Sunday, May 13, 2007
The death of an enemy general
We killed the Taliban's military commander:
The killing of the top Taliban commander Mullah Dadullah, a one-legged fighter who orchestrated suicide attacks, beheadings and an ethnic massacre, marks a major victory for the U.S. campaign at a time of flagging Afghan support over civilian killings.
As victims of Dadullah's brutality celebrated his death Sunday, analysts called the killing the most significant Taliban loss since the 2001 U.S.-led invasion. But even NATO acknowledged that Dadullah, who directed some of the Taliban's most notorious violence, would soon be replaced.
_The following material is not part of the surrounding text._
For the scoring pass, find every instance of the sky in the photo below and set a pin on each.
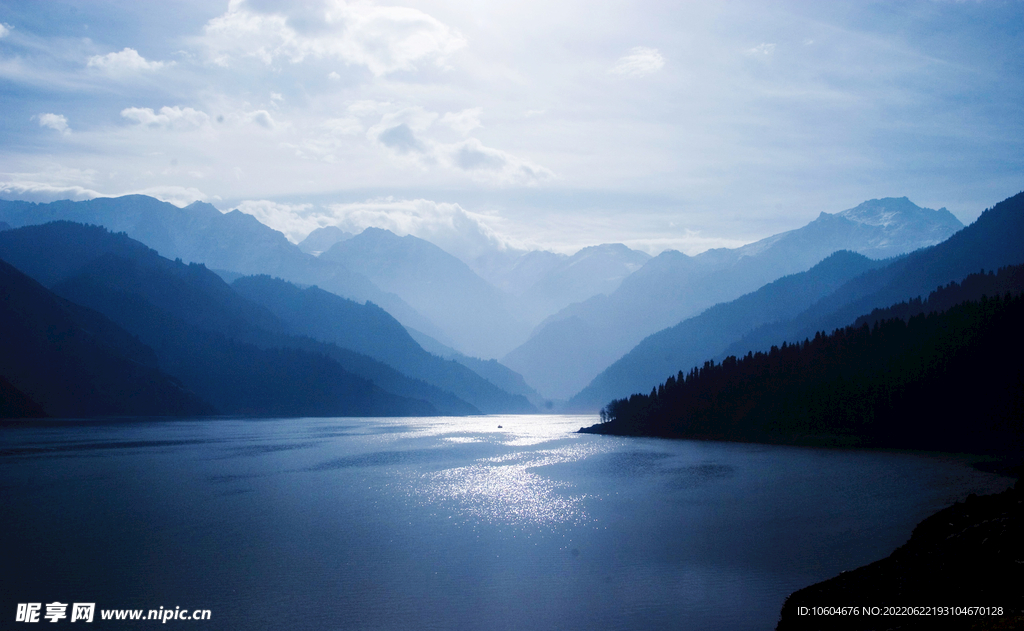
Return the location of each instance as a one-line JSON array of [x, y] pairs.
[[485, 125]]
The BBC has more detail here.
Candidly, I don't care whether the killing of Mullah Dadullah is ultimately of any substantial military consequence; Dadullah was such a bastard that it is a great day regardless. Still, it is unlikely that this achievement is of no military consequence. Any well-run insurgency can survive the death or capture of an important commander. That does not mean that its reserves of capable and experienced leaders are bottomless. History supplies examples of both victory and defeat after the death of a great commander, and sometimes it takes a little while to understand the consequences. If Robert E. Lee had been able to rely on Stonewall Jackson at Gettysburg, would the American South's insurgency have ended differently?
6 Comments:
, at
I really had a hard time getting past this guy's name. I mean, Mullah Dadullah? Really? Do you think his middle name is Abdullah because I sure hope so.
It was like waking up today and reading a press release from "War on Terror, Cartoon Edition."
By TigerHawk, at Sun May 13, 07:14:00 PM:
It is disturbingly close to the Taliban version of Major Major Major Major.
, at
You wrote:
"Any well-run insurgency can survive the death or capture of an important commander."
Is the Afghan insurgency well run? What makes for a successful insurgency and are we facing one now?
By Cardinalpark, at Mon May 14, 08:20:00 AM:
That's a great question about Stonewall Jackson; and yes, I think Jackson's survival would have made a difference. He did not lose a single enagagement with the north. His strategy and tactics differed markedly from Lee's, which were more of the old school Gentleman's warfare variety. Jackson's approach was more reliant upon speed, assault and flanking, and very well designed for an outnumbered enemy.
Had Jackson survived, he may have replaced Lee over time. Rather than accepting surrender, defeat and reconciliation as Lee did, Jackson's leadership may have mled in a vastly different direction and heralded a different outcome.
Leadership makes a difference, and while I have no idea whether Dadullah qualifies in the fashion to which you analogized, his death is at worst neutral, and may be a prelude to complete Taliban defeat.
By Dawnfire82, at Mon May 14, 10:11:00 AM:
"If Robert E. Lee had been able to rely on Stonewall Jackson at Gettysburg, would the American South's insurgency have ended differently?"
Oh Tigerhawk... have you joined ranks with Screwy Hoolie in your collective inability to tell the difference between an insurgency and a civil war?
A flag, an anthem, hundreds of thousands of uniformed soldiers, diplomatic relations with foreign powers, a functional navy, elections, currency... what's it take? Is the US really just a particularly long-lived insurgency against the British?
By ScurvyOaks, at Mon May 14, 02:38:00 PM:
Well said, Dawnfire. Additionally, after the formal surrender, it was Lee who used his enormous credibility to encourage the Confederate soldiers to lay down their arms and go home, in specific contradiction of those who argued for continuing the war through guerilla tactics. So, thanks to Lee, there was not an insurgency. (To be fair, I should say, "not a widespread insurgency." There was some, and it formed the background for the creation of the Klan.)